Il y a des phrases d'elle que je transcris de mauvaise grâce:

"N'ayez aucune confiance en moi, dit-elle, je n'ai jamais fait que des folies.

"J'ai couru des chemins, toute seule.

"J'ai désespéré mon fiancé. Je l'ai abandonné parce qu'il m'admirait trop; il ne me voyait qu'en
imagination et non point telle que j'étais.
Or, je suis pleine de défauts. Nous aurions été très malheureux".

A chaque instant, je la surprends en train de se faire plus mauvaise qu'elle n'est. Je pense qu'elle veut se
prouver à elle-même qu'elle a eu raison jadis de faire la sottise dont elle parle, qu'elle n'a rien à regretter
et n'était pas digne du bonheur qui s'offrait à elle.

Une autre fois:

"Ce qui me plaît en vous, m'a-t-elle dit en me regardant longuement, ce qui me plaît en vous, je ne puis
savoir pourquoi, ce sont mes souvenirs..."

Une autre fois:

"Je l'aime encore, disait-elle, plus que vous ne pensez".

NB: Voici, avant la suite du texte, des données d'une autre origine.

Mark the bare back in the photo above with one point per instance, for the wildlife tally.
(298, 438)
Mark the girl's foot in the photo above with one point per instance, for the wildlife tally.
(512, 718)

Et puis soudain, brusquement, brutalement, tristement:

"Enfin, qu'est-ce que vous voulez? Est-ce que vous m'aimez, vous aussi? Vous aussi, vous allez me
demander ma main?..."

J'ai balbutié. Je ne sais pas ce que j'ai répondu. Peut-être ai-je dit: "Oui".

Cette espèce de journal s'interrompait là. Commençaient alors des brouillons de lettres illisibles,
informes, raturés. Précaire fiançailles!... La jeune fille, sur la prière de Meaulnes, avait abandonné son
métier. Lui s'était occupé des préparatifs du mariage. Mais sans cesse repris par le désir de chercher
encore, de partir encore sur la trace de son amour perdu, il avait dû, sans doute, plusieurs fois disparaître;
et, dans ces lettres, avec un embarras tragique, il cherchait à se justifier devant Valentine.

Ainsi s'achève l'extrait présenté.